In fact most of the photos of me that you’ll see on Instagram were taken with my remote because I feel so awkward asking people to take photos for me.
You’ll need to get a remote that’s compatible with your camera – I use a Canon RC-6 with my 5D Mark II camera.
(A lightweight tripod)
I basically only travel with a tripod when I know I’ll be taking photos at night or trying to capture the Northern Lights. Otherwise I’ll just balance my camera on my backpack or a rock or something.
I did love traveling with my compact joby tripod as it’s so lightweight and versatile, but now my camera and lens are too heavy for the one I have – though I think they now make a version for heavier cameras, so maybe I will check that out and report back!
GoPro Hero6 Black
GoPro sent me the GoPro Hero6 last month and to be honest I’m still getting the hang of it, so I’m not yet sure how much use I’ll get out of it.
But so far I really like having such a tiny camera that still takes really good quality photos. And I’ve been enjoying the really wide angle, as I don’t have any wide angle lenses for my Canon – I’ve already used it a lot when photographing hotel rooms and other tight spaces.
I imagine it will also be fun having a waterproof camera in the summer.
Update: I now use my GoPro for the majority of my video footage, plus I’ll use it when I need a super wide angle lens or want to take a tiny camera with me that’s better quality than just my phone. I shot almost all of this video with my GoPro:
I use my phone (the Samsung Galaxy S6) for all of my video footage.
Update April 2018: I now also use the Sony RX100 Mark III as my main vlogging camera. The quality is amazing – so good in fact that I sometimes just bring this camera out with me when I can’t be bothered to lug around my heavy DSLR.
As of August 2018 my phone is the iPhone 7 Plus, which I still use for a lot of video footage.
I use a Lanparte Gimbal to keep my phone stable while shooting video. It’s super easy to use, especially good when I want to film while walking, and it makes the video quality a lot better.
The Lanparte Gimbal fits most smartphone sizes, and it also comes with an attachment for GoPro, though the one I have doesn’t fit with the Hero6. This is the only gimbal I’ve used, so I don’t know if it’s the best out there, but I’ve never had any issues with it!
Okay, this one isn’t technically in my camera bag, but Lightroom is such a crucial part of my photography that I thought I should include it. I use Lightroom 5, but you can also get a subscription to the latest Lightroom.

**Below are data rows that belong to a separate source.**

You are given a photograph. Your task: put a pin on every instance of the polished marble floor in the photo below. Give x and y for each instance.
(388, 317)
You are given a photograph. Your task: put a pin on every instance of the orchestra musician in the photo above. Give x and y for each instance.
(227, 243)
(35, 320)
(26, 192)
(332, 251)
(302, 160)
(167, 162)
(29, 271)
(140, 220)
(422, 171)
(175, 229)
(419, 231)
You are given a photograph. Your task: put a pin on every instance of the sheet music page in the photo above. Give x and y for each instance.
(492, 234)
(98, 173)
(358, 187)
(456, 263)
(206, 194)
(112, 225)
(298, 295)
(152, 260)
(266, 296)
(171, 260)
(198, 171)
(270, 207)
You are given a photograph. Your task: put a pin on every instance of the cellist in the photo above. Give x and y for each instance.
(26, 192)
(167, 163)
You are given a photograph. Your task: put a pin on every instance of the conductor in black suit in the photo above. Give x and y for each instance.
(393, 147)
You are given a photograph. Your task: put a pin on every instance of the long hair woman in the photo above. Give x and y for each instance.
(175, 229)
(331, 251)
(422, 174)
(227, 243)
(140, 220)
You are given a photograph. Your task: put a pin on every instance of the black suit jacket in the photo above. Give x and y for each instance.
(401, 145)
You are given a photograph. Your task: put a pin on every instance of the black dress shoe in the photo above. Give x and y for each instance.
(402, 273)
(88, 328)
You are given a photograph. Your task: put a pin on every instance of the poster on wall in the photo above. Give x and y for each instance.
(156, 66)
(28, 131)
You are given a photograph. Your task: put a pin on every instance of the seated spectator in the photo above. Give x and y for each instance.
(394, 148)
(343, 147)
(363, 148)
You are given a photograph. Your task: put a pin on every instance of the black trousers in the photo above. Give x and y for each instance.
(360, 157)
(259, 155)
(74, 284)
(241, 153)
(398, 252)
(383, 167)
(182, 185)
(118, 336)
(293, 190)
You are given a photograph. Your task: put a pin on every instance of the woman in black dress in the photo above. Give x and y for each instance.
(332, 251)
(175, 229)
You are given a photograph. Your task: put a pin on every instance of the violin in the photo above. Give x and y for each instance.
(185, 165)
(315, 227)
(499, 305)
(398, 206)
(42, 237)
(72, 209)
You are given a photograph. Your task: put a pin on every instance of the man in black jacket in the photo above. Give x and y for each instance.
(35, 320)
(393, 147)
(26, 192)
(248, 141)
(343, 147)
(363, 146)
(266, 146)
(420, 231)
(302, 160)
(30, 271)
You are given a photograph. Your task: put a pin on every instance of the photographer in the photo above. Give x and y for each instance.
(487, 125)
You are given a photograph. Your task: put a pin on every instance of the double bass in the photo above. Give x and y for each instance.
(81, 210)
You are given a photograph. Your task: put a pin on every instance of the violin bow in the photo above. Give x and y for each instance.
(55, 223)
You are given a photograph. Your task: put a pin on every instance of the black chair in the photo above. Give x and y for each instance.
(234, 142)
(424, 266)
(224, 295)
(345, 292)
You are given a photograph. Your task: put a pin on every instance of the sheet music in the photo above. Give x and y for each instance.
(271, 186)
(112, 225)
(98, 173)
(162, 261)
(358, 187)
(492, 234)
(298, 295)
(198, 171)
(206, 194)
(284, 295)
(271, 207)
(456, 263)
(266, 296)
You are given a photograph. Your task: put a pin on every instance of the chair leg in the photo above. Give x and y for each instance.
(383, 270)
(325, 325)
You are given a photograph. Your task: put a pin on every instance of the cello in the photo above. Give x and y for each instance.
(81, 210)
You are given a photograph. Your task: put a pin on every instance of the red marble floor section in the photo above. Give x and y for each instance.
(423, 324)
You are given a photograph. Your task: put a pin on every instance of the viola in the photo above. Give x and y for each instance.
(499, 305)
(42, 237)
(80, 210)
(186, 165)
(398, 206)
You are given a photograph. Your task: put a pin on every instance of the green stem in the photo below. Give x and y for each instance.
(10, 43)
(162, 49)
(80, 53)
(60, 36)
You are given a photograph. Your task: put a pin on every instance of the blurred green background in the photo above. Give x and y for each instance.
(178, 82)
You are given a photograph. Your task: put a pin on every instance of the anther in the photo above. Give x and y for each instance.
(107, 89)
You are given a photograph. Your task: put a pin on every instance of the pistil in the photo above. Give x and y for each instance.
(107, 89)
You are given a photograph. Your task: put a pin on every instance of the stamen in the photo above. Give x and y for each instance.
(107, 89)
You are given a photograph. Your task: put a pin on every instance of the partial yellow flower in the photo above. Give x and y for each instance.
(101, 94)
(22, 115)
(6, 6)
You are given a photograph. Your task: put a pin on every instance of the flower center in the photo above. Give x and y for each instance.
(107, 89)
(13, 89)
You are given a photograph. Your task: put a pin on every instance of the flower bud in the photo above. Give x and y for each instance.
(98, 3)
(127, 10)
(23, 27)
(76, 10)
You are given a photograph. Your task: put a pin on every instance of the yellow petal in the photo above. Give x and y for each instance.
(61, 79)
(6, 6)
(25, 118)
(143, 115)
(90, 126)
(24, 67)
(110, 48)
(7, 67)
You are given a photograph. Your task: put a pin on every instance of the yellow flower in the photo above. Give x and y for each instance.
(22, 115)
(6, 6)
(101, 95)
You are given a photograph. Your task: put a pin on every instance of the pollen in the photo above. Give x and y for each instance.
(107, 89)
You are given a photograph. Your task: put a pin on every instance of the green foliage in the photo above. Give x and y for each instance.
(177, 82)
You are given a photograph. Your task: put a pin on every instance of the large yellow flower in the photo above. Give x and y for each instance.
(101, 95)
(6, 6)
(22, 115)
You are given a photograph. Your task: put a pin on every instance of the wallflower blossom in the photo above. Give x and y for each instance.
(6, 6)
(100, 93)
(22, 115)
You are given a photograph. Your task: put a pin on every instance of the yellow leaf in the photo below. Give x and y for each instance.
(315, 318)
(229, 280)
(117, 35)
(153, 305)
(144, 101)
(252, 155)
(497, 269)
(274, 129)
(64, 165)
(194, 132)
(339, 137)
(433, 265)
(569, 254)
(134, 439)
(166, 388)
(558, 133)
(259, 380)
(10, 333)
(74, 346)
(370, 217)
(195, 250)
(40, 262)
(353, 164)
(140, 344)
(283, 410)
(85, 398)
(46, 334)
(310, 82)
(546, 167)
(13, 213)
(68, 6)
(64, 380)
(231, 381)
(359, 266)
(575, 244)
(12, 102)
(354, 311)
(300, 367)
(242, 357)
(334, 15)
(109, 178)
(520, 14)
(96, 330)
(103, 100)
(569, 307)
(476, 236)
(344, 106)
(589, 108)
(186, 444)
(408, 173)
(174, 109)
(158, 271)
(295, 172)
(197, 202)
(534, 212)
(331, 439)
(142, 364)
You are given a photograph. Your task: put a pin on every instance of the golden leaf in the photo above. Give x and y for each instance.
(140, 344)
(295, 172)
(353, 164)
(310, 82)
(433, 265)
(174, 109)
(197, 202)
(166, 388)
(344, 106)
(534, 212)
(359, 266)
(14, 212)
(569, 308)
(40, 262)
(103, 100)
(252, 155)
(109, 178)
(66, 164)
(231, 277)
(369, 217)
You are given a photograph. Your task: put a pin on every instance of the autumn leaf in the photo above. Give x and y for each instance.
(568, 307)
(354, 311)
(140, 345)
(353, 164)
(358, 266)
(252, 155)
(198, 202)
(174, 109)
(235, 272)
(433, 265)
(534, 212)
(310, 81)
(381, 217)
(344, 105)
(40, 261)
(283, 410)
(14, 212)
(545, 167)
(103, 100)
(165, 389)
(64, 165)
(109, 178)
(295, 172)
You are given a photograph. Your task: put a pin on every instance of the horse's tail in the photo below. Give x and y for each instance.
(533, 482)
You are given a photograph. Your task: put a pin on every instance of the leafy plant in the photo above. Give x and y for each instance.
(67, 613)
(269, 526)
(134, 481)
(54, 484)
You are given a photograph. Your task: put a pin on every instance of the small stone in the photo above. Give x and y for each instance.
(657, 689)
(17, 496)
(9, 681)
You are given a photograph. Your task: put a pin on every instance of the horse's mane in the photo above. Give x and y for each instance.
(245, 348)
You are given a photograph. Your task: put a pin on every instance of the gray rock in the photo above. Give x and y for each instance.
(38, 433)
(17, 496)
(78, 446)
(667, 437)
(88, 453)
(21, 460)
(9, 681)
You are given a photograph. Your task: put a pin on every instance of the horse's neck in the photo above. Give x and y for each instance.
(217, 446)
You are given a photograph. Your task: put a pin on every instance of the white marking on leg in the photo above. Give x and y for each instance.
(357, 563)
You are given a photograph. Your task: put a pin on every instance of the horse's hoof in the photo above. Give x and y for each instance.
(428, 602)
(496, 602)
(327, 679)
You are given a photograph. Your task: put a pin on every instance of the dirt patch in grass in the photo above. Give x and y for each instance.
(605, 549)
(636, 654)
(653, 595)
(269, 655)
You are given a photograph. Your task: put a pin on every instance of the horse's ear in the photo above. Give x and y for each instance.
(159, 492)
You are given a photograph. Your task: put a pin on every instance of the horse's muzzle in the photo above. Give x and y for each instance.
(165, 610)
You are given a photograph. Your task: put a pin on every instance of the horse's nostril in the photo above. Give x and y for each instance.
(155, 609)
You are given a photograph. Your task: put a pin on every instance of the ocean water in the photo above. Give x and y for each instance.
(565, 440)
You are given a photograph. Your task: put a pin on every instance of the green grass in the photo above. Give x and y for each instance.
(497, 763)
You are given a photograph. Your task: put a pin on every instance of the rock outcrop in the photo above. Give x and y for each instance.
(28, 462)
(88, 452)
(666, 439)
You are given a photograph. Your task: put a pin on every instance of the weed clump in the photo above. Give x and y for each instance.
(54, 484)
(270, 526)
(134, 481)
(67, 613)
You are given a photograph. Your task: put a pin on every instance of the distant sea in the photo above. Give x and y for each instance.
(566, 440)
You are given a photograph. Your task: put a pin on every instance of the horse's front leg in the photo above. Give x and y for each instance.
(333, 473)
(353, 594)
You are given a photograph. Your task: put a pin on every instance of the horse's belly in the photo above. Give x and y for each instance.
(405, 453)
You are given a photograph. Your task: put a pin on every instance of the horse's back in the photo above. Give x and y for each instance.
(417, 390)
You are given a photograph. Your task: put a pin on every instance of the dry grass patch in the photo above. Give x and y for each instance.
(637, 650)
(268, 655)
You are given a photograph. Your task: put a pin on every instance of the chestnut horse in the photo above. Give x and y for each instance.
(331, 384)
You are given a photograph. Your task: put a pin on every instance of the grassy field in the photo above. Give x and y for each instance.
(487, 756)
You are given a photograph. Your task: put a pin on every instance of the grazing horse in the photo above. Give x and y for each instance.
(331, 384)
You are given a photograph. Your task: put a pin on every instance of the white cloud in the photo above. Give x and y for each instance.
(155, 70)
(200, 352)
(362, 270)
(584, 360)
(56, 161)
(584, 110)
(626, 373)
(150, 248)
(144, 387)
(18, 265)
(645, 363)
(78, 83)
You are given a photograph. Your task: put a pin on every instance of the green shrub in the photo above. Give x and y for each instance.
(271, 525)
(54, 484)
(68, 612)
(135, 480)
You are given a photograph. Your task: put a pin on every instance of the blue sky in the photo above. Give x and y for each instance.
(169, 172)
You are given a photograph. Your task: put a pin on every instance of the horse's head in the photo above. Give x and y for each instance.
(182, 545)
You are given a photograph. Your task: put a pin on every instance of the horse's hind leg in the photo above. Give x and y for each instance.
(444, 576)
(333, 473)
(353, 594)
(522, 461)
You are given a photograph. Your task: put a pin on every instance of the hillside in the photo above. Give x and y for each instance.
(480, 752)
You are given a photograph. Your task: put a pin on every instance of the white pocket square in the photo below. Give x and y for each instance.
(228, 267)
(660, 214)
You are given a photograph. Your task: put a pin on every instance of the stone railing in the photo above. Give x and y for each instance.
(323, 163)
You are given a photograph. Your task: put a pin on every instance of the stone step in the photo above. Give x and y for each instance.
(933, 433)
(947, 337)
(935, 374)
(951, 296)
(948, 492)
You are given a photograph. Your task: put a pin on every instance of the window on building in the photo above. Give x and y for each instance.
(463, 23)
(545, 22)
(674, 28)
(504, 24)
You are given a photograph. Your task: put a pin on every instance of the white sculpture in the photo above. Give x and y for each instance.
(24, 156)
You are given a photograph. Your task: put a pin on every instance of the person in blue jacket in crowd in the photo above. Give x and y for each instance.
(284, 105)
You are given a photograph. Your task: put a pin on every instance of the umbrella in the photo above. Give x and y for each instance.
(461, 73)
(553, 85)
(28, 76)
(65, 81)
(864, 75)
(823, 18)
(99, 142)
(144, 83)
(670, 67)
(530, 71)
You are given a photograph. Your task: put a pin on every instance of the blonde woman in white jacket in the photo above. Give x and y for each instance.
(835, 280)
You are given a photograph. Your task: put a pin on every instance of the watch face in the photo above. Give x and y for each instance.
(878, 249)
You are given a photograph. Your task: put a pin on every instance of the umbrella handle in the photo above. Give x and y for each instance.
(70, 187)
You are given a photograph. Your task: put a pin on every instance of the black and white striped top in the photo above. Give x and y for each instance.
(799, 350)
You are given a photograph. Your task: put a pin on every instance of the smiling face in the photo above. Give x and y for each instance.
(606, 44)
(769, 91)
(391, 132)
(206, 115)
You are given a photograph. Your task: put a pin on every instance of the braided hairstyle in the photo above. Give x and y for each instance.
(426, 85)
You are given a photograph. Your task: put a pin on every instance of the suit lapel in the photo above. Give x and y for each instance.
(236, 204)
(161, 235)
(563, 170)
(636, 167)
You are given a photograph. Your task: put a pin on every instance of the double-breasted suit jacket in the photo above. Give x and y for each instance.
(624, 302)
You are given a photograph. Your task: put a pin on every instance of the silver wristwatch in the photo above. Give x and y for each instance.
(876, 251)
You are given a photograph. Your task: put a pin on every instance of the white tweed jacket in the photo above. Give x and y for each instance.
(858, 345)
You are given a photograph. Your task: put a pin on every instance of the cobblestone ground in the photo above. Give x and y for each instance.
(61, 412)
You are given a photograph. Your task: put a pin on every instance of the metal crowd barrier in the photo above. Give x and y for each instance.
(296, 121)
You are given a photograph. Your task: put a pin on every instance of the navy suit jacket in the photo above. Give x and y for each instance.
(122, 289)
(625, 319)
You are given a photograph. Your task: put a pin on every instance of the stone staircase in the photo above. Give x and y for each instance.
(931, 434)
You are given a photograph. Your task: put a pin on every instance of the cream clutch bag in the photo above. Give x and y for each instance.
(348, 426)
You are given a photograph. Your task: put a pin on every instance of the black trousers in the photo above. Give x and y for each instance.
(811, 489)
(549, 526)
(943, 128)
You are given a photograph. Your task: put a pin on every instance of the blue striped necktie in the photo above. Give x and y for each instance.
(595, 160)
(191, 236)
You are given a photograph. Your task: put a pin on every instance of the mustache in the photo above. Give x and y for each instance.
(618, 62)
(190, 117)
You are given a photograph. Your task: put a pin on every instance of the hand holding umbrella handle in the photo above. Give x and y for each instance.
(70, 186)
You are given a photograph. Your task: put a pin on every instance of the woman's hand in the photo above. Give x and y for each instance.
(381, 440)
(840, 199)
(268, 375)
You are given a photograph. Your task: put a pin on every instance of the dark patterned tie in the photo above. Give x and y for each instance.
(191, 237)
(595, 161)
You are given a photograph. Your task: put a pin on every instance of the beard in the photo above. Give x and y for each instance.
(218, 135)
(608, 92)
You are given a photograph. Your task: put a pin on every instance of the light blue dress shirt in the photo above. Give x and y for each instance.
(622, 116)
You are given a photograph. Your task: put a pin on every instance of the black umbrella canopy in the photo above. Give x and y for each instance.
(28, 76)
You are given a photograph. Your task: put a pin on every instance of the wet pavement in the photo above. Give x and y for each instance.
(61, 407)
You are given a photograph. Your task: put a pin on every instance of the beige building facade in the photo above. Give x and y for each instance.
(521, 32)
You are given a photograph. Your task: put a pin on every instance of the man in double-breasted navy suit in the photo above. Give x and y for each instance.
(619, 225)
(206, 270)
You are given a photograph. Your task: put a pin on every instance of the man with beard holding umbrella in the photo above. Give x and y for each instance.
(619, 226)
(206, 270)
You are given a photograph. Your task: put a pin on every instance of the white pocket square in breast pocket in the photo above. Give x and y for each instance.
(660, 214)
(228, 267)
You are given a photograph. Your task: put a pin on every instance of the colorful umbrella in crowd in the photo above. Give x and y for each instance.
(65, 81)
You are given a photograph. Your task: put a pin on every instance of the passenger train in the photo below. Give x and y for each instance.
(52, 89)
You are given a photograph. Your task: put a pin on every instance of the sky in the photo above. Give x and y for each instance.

I’ve used a lot of different programs in the past for processing my photos, and Lightroom definitely is the best, plus it can process RAW files. And it’s actually quite intuitive – I mean, I’m still learning about some of its more advanced features, but it’s really easy to get a handle on the basics.
I love that I can save my edits as presets (kind of like filters), so if I’m editing a bunch of photos from the same location or with the same lighting, I can just save the changes I want to make as a preset and then apply it to the whole batch. So right now I have presets saved for snowy days, cloudy days, the beach, indoors, Northern Lights, etc, so I usually only have to make a few tweaks when I’m editing new photos.
And if you’re unsure of where to start you can buy presets from places like VSCO, and even some bloggers and Instagrammers are selling their presets. Or you could just download some free Lightroom presets (this site has some nice ones).
And that’s it!
I’d love to hear if you have any other photography essentials you pack on your travels.